Dans ce monde, il y a la populace, la roture, le tout-venant de l’humanité. Des âmes simples et concrètes, pour qui le jour d’après serait parfait s’il tenait beaucoup du jour d’avant. Et puis il y a les autres : éclats de diamant dans une gangue terreuse, ces âmes-là voient grand, loin et vite. C’est toute la noblesse de l’humanité incarnée en quelques individus remarquables. Et quand deux de ces éclats se rencontrent… à tout le moins ils se reconnaissent. Il est peu besoin de mots dans leur conversation. La Dutilleul ne s’était pas enfuie en courant lors de l’explosion. Elle avait solidement tenu sa monture par le mors.
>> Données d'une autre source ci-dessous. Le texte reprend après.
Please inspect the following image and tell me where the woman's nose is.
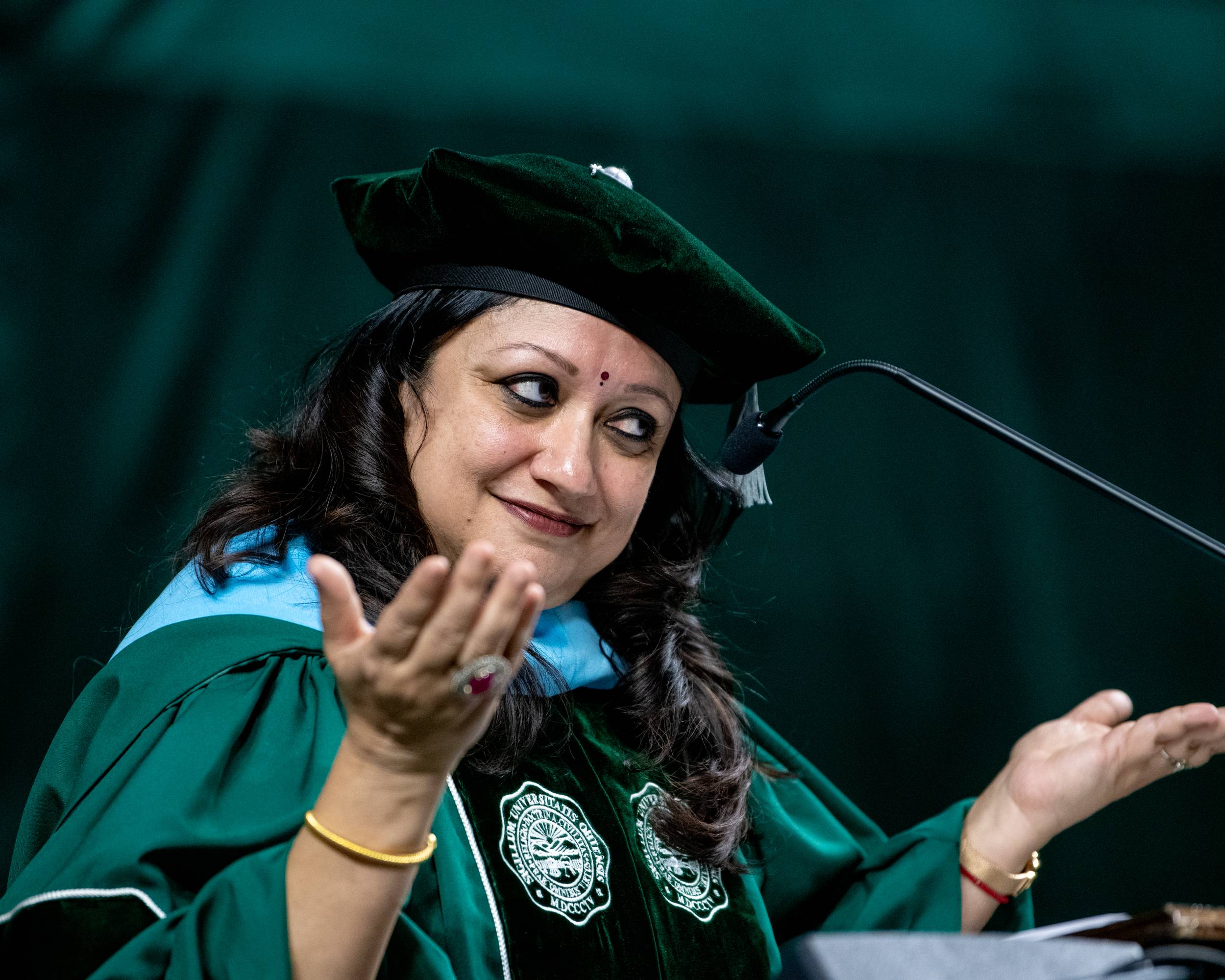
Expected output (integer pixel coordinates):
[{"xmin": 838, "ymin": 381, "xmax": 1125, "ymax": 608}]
[{"xmin": 531, "ymin": 419, "xmax": 595, "ymax": 497}]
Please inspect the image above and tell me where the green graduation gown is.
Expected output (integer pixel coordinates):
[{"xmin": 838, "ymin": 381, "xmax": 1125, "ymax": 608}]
[{"xmin": 0, "ymin": 615, "xmax": 1033, "ymax": 980}]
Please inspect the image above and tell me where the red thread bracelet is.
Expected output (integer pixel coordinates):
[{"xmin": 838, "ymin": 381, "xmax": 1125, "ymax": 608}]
[{"xmin": 960, "ymin": 865, "xmax": 1008, "ymax": 906}]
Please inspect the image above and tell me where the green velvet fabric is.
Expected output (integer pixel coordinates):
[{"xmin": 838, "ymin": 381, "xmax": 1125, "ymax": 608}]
[
  {"xmin": 0, "ymin": 616, "xmax": 1031, "ymax": 980},
  {"xmin": 332, "ymin": 149, "xmax": 823, "ymax": 402}
]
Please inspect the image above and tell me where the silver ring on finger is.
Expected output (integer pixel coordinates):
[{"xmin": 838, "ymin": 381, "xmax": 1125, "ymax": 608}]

Elle était restée droite et inflexible. Et elle regardait maintenant Judith. Judith, elle, comprit immédiatement qu’elle avait changé de statut. Qu’elle n’était plus considérée comme une diseuse de bonne aventure qui peut quémander quelque faveur au royaume féérique. Non. Elle était devenue le royaume féérique.
« Et vous faites ça souvent ?
– Oh non, pas tant que ça. Jamais avant onze heures, et jamais après dix-huit. Sinon les voisins se plaignent.
– C’est puissamment puissant, la sorcellerie.
– La chimie.
– L’alchimie, pardon. Dites, je pensais créer un corps du génie, dans ma milice, quel est votre avisé avis ? »
Judith héla un fontainier : « Dites, j’ai oublié de vous demander : vous avez bien un barrage, en aval ?
– Non, pour quoi faire ?
– Oups. »
Caroline la prit par l’épaule : « Ne vous inquiétez pas, il vont se débrouiller. Et votre fiole magique, là… Vous en avez d’autres ?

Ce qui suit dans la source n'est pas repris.